Martha Valdez, que es una muchacha muy linda, luce su envidiable juventud y su belleza, que por momentos recuerda la de Ava Gardner; no está todo lo despampanante vestida que de la firma de Valdés Peza esperábamos; y la noche del estreno se mostró nerviosa e insegura de sus líneas, al grado de tropezar en ellas media docena de veces; sus males se curan con esta sola medicina: experiencia; son cucharadas que hay que tomar con regularidad durante un cierto número de años y producen seguro alivio.
Margot Wagner, cuyo papel nos ha parecido de una importancia tal que no creemos que esté del mismo tamaño que cuando lo estrenó la señora Walker, lo dice bien; pero con cierta dureza en algunas escenas en las que habríamos esperado alguna ternura; ella lo ha interpretado como de villana; pensamos que olvidó que se trata de una mujer enamorada; vio más lo policiaco que lo romántico que hay en su personaje; es de todos modos, de lo mejor que le hemos visto.
Carlitos Fernández, que abre la pieza, arrancó en un tono muy alto, como si estuviese acostumbrado al teatro al aire libre; luego fue bajando y culminó con una convincente escena de lágrimas; pero es demasiado joven para el papel (alguien observaba: representa 20 años, y se casó hace ocho... era un niño prodigio), y se tiene la impresión de que hace estas cosas sin entusiasmo, como concediendo, como haciendo notar que tiene la bondad de ir al teatro comercial cuando su verdadero clima es la poesía en voz alta.
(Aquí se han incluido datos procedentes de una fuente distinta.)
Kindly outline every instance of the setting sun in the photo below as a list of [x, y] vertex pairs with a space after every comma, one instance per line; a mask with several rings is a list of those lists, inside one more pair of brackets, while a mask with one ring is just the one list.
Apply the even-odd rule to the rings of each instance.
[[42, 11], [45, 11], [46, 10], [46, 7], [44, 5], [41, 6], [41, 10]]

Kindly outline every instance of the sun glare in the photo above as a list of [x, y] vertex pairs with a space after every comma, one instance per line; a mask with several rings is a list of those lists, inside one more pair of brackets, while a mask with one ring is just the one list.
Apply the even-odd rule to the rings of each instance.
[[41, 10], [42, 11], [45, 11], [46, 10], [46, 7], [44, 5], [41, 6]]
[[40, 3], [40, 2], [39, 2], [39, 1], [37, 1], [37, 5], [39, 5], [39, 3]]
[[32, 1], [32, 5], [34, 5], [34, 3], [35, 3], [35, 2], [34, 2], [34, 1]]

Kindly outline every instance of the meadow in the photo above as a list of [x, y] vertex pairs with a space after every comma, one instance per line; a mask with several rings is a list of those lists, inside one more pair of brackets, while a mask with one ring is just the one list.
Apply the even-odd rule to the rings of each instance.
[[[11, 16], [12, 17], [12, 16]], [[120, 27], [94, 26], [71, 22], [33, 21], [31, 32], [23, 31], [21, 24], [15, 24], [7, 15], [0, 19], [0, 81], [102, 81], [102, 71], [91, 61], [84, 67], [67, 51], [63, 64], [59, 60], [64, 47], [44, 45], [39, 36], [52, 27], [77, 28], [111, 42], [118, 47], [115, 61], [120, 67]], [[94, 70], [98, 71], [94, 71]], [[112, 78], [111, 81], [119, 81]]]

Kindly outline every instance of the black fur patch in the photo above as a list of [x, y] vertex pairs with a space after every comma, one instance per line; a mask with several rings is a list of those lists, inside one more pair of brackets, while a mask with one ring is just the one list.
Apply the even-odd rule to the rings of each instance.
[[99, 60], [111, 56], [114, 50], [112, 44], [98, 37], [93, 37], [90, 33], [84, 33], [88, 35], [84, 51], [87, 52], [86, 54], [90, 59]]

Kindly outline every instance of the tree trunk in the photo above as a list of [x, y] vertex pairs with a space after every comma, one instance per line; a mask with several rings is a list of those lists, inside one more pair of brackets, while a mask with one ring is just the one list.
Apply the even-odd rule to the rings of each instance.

A Eduardo Noriega le vimos algo inexpresivo y frío, tímido, conservador; pensamos que tal vez habría sido mayor acierto poner en ese papel a Carlos Agosti, que se ve más suelto y más experto, y que no tiene oportunidad de lucir en su incoloro médico; Antonio Bravo, aunque la experiencia le sobra, no estuvo feliz la noche del estreno, en que tuvo entonaciones de “cabotin” y no logró dar ese cierto encanto personal que tendría que haber tenido su personaje para justificar algunas situaciones.
Toño López Mancera al menos tuvo el buen gusto de ahorrarnos una biblioteca más, de las muchísimas que ya hemos visto en las obras de crímenes; intentó dar aire inglés a la pieza con media docena de platos.
Tenemos noticias de que al público sencillo le ha gustado la obra, y seguramente los artistas primerizos que la noche inicial se mostraron nerviosos, habrán ido mejorando después. La llama sagrada no escribe ninguna página de oro en el progreso del teatro en México, pero tampoco es ningún churro; bien escrita y bien traducida, correctamente dirigida y bien puesta, puede verse, pues si a nadie entusiasmará, tampoco creemos que defraude a nadie.